Autre griefs soulevés par Thierno Bocoum dans cette proposition de loi, c’est la réforme de l'alinéa premier de l'article 20 qui augmente le nombre de députés nécessaire pour constituer un groupe parlementaire. Au lieu de 10 députés, cette disposition prévoit désormais 15 députés pour pouvoir constituer un groupe parlementaire. Une telle réforme, selon le député du parti Rewmi, ‘’vise à rendre plus difficile l'expression démocratique consistant à se constituer en groupe parlementaire’’. ‘’Il faut être une démocratie nulle, véritablement médiocre, une pseudo démocratie pour instituer des dispositions qui empêchent l’existence d’un groupe parlementaire adverse’’, estime pour sa part Me El Hadji Diouf qui pense qu’‘’on veut tuer tous les groupes parlementaires pour qu’il n’y ait qu’un seul groupe parlementaire favorable au chef de l’Etat et à l’exécutif comme BBY’’.

Que non ! Cette réforme, rétorque le député de l’Alliance des forces du progrès, Zator Mbaye, ‘’vient mettre en adéquation le nombre de parlementaires qui a toujours été le 10ème du nombre de députés’’. ‘’Cela a toujours été le nombre reconnu par la constitution. Dans toutes les grandes démocraties, pour avoir un groupe parlementaire, il faut le 10ème des parlementaires’’, fulmine-t-il.

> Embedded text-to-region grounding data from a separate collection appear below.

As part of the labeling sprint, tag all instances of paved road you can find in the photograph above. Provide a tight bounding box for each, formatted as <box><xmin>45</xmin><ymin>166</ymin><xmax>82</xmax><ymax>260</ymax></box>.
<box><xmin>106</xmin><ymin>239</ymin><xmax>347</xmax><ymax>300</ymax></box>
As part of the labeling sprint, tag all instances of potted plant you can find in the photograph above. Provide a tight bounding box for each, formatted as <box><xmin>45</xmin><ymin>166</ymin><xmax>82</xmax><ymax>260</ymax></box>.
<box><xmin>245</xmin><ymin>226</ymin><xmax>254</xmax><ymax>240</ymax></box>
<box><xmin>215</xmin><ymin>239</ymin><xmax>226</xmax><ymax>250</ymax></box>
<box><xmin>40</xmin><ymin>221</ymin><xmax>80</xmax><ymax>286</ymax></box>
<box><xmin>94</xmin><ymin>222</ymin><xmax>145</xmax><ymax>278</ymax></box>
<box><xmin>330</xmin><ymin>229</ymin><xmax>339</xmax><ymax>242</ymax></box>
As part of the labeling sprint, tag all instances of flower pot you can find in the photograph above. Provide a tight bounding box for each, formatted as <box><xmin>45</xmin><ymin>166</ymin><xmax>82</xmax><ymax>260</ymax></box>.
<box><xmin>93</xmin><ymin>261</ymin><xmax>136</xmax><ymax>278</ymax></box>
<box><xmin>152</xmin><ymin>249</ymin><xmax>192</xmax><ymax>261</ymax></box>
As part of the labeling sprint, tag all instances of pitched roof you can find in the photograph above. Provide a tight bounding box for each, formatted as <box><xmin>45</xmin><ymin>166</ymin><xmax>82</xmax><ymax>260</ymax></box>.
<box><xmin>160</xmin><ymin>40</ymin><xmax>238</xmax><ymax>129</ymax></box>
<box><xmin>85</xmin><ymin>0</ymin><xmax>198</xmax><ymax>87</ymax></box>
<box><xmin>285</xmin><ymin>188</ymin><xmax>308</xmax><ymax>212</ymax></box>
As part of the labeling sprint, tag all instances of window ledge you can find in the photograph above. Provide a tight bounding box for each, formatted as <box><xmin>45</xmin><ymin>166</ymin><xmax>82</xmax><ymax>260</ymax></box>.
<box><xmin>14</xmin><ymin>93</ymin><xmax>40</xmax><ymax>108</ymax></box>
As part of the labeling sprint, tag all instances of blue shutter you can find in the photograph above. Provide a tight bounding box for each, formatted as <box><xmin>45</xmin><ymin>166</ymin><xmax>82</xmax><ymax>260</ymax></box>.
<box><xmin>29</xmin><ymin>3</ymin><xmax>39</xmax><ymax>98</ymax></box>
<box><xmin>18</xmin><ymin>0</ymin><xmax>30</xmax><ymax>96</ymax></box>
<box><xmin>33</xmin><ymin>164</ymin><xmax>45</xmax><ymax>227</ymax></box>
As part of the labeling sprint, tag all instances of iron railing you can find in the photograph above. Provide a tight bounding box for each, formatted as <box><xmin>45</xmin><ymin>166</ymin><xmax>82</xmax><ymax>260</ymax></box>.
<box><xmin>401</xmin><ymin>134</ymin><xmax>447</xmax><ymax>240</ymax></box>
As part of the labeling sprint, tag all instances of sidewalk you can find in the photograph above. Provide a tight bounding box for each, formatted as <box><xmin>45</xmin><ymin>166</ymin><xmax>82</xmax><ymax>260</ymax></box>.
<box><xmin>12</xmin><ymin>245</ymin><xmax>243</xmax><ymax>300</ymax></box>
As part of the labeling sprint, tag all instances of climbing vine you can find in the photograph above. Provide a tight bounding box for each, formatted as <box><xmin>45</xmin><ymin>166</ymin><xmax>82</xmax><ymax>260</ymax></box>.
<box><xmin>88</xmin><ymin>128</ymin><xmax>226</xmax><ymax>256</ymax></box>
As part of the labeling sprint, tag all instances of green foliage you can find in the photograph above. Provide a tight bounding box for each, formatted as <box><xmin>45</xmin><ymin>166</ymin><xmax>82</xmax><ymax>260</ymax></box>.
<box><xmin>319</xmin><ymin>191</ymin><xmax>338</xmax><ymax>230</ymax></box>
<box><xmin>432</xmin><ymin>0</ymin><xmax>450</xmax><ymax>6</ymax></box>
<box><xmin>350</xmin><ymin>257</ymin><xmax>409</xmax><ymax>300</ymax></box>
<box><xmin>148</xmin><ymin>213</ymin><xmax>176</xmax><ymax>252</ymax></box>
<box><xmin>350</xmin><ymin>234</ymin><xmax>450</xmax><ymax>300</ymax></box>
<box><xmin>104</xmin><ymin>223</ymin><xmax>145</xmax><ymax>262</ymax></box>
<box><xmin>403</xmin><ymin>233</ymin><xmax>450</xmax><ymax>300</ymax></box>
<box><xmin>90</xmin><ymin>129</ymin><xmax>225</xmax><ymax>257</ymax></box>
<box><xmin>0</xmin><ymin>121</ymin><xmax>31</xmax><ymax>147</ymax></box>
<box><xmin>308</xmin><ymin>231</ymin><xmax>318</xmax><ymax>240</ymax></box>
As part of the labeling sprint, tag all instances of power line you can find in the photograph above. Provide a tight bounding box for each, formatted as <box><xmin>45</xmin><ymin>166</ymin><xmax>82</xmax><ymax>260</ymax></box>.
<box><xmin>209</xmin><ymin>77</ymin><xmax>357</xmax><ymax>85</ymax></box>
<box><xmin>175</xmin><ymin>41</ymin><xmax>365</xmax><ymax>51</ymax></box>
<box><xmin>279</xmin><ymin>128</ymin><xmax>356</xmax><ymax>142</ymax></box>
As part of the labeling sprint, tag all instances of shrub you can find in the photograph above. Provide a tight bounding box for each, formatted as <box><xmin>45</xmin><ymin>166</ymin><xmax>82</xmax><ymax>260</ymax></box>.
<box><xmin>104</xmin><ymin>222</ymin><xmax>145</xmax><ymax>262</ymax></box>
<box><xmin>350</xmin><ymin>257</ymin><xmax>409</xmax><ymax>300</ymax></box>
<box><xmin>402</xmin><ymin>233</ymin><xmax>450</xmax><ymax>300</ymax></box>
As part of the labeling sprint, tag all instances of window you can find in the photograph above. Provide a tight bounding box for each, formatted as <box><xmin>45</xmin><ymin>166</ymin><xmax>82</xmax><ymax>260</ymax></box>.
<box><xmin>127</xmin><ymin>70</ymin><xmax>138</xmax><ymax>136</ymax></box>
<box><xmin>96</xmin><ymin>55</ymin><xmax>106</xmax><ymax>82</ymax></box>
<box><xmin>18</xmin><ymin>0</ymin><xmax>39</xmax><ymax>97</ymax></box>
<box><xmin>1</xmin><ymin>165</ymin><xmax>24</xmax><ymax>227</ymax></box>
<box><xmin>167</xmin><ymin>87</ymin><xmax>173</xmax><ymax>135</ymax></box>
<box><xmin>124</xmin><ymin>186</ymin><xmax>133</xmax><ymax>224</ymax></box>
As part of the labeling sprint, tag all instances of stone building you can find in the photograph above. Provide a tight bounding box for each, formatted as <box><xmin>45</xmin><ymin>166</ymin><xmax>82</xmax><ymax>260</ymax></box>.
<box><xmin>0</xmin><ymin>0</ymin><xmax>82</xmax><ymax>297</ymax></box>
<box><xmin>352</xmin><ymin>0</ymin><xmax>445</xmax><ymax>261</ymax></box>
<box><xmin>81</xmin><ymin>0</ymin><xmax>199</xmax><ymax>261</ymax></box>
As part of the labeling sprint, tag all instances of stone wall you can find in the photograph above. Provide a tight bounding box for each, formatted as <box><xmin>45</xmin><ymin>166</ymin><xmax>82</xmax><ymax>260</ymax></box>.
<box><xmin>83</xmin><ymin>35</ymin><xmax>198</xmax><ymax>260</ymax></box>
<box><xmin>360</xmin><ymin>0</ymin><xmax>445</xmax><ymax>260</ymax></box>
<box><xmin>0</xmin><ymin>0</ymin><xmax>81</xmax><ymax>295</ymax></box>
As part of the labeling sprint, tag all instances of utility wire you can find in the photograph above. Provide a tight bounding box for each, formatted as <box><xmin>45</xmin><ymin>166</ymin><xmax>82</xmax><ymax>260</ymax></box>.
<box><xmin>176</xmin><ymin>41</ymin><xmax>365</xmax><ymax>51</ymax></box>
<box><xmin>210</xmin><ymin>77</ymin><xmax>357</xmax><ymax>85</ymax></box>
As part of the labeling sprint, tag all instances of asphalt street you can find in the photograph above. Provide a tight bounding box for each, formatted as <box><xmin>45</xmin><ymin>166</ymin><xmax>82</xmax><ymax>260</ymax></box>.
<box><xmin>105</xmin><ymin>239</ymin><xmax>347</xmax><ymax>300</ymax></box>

Poursuivant dans ses explications, Zator Mbaye rappelle que ‘’l’Assemblée nationale a connu des bouleversements qui ont fait qu’à un moment donné, elle comptait 100 députés, puis 120, ensuite 150 avant de revenir à 120 pour retourner encore à 150’’. Ainsi, souligne-t-il, ‘’il fallait justement mettre en adéquation cette disposition de la loi organique avec les standards internationaux qui prévoient le 10ème du nombre de députés pour constituer un groupe parlementaire’’.

’Moralisation de l’espace parlementaire’’

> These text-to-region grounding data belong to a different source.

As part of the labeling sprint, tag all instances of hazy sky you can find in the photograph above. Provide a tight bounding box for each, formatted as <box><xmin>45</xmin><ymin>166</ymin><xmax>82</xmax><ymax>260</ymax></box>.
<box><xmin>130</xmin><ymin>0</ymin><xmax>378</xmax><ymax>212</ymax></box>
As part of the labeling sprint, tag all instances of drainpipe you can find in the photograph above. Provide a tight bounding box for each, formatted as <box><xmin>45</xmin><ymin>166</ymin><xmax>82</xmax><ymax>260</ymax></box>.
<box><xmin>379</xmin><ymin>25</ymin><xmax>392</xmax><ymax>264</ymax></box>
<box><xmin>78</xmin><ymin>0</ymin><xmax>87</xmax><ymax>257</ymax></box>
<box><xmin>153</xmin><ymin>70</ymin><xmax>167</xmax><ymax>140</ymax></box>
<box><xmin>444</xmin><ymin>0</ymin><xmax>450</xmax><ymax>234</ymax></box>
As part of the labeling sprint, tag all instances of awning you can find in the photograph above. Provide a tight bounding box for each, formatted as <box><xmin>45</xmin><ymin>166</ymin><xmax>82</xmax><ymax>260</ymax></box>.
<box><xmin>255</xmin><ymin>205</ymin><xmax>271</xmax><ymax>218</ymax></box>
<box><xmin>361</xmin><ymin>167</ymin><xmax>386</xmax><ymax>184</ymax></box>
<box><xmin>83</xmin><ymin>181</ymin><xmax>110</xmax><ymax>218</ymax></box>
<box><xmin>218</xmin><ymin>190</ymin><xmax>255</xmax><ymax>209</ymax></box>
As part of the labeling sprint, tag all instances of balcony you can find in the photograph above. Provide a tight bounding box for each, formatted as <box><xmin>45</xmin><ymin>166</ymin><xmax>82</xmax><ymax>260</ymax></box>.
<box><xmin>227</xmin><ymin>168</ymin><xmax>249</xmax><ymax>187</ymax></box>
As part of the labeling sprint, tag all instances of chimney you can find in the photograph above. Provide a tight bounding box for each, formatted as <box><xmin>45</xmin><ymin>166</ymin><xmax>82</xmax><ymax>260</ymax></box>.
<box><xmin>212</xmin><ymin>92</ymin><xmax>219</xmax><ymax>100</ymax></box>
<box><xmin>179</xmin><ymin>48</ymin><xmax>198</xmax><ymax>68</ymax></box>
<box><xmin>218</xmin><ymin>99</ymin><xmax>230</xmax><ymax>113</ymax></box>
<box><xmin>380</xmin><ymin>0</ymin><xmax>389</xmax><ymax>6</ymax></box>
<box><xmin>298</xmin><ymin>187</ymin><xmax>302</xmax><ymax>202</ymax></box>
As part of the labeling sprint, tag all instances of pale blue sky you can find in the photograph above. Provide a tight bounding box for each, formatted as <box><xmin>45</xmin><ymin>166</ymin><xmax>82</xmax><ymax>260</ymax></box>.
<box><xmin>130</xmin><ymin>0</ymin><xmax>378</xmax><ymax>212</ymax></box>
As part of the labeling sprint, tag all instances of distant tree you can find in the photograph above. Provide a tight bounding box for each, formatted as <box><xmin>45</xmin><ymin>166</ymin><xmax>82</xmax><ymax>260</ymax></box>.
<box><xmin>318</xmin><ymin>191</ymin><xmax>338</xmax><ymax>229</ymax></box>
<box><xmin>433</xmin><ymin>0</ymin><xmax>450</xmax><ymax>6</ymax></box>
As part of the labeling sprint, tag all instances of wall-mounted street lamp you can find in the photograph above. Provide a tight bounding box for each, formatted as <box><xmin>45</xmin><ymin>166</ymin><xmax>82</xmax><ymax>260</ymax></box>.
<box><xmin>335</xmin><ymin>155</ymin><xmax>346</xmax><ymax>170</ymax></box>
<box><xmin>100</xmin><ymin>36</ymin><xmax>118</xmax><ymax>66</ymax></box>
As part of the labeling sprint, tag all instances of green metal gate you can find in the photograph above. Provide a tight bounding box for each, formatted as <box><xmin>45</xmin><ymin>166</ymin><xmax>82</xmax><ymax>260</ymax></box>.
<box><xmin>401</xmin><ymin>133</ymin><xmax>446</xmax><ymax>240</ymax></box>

L’autre disposition qui irrite l’opposition, c’est l’article 20 qui, à son alinéa 5, dispose que "le député qui démissionne de son groupe ne peut, en aucun cas, s'affilier à un autre groupe parlementaire au cours de la législature". Cette disposition, selon Thierno Bocoum, ‘’signifie que le député n'a plus la liberté de se retrouver dans un groupe qu'il aura choisi après avoir démissionné de son groupe’’. Le but politique ‘’étant d'empêcher certains alliés de se constituer en groupe mais également aux opposants de compter sur l'apport de députés déçus de la majorité pour constituer un groupe parlementaire’’. Me El Hadji Diouf d’ajouter : ‘’Une telle disposition constitue une proposition réactionnaire, rétrograde, antidémocratique, dangereuse et même ségrégationniste’’. Mais pour Zator Mbaye, ‘’cela obéit à une logique de moralisation de l’espace parlementaire’’. Car, dit-il, ‘’il est inadmissible qu’un parlementaire qui est élu sur une liste de parti politique ou de coalition de partis, choisisse de quitter son groupe’’.